SAG-AFTRA has yet to locked in a start date for negotiations for its successor deal to its master contract covering features and primetime TV. The SAG-AFTRA deal runs out June 30. The national board of the performers union approved its proposal package on Jan. 22.

The WGA West announced last May that it planned to seek a bigger cut of the $49 billion in 2015 profits from the top six media conglomerates. The guild announced on Dec. 1 that it had selected Billy Ray, Chip Johannessen, and Chris Keyser to head its negotiating committee. It’s the second consecutive time that Ray (“Captain Phillips,” “The Hunger Games”) and Johannessen (“Homeland”) have been co-chairs of the negotiating committee.

Keyser served two two-year terms as WGA West president before being termed out in 2015. Ray was also co-chair for the 2010-11 negotiations. The committee includes Patric Verrone, who served as president during the strike, “House of Cards” showrunner Beau Willimon, “Timeless” showrunner Shawn Ryan, “Straight Outta Compton” co-writer Andrea Berloff and “Erin Brockovich” screenwriter Susannah Grant.

The WGA’s two branches, based in Los Angeles and New York, negotiate jointly on the deal.

Here’s the letter to WGA members:

Dear Fellow Writers,

On May 1st the current Minimum Basic Agreement (MBA) covering most WGA writing expires. The Negotiating Committee has set goals for our upcoming bargaining sessions with the AMPTP. Now we need to make sure the membership understands and agrees with our agenda and approach.

Let’s lay out the context. The 49 billion dollar annual operating profit accumulated by the six major media companies with whom we will be negotiating is double what their profit numbers were only a decade ago.
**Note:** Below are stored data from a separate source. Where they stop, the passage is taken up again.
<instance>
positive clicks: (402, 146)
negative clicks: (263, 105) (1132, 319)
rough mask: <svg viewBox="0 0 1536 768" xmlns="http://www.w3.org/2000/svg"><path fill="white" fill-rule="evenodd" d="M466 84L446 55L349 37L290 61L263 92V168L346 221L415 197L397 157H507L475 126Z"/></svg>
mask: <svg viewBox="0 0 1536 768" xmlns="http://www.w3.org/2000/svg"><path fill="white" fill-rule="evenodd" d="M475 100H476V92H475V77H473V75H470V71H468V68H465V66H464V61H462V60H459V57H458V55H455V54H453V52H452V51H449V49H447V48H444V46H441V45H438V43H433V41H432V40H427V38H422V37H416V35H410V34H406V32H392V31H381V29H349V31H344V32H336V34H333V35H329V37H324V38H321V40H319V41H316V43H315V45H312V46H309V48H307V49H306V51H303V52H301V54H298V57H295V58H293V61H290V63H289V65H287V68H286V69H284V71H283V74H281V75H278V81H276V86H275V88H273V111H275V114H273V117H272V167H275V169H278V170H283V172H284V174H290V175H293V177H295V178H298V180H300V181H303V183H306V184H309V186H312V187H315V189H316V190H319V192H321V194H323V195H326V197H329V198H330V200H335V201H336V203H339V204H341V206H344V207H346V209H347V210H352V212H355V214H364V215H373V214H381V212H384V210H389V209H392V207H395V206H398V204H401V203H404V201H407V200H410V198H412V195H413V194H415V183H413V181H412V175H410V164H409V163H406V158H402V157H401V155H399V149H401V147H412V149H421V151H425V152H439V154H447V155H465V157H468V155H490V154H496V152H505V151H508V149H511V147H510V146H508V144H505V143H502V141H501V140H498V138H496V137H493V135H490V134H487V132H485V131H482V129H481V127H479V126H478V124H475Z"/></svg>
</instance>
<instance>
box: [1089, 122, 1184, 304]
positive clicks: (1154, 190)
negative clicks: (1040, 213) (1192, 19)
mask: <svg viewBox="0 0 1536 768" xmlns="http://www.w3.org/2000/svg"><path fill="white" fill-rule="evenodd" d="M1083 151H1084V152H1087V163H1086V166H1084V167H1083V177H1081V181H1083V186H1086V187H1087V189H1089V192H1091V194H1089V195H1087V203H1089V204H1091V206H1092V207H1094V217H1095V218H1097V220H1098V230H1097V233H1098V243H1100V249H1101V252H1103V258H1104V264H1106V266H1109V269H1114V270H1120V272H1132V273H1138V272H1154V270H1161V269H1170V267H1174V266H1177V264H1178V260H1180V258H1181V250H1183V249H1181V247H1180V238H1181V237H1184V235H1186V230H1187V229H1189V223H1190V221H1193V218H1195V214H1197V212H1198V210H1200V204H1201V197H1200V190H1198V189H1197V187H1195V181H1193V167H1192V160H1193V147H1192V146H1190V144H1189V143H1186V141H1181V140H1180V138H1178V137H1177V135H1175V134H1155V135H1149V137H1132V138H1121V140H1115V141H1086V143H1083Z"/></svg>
Contrast that with the economic picture facing the members of our Guilds, whose average incomes in both features and series TV have actually decreased over that same decade. You’ve told Guild leadership in meetings and surveys that new models of development, production, and distribution – while making the companies richer—have not worked to your individual or collective advantage.

And contrast the companies’ prosperity with the state of our Health Plan which, due to rapid inflation in health care costs nationwide, has run deficits for all but one of the past four years, forcing a dip into long-untouched reserves. Getting our fair share will require resolve and solidarity and the willingness to fight if necessary. But in a time of unprecedented profits for our industry, we believe it is our due.

Now we need to know where you stand.

You will soon receive an invitation to participate in one of a series of outreach meetings the WGAW and WGAE will convene over the next six weeks. These are critical meetings as we prepare to negotiate with the companies.

We thank you for your support, and look forward to hearing from you over the coming weeks.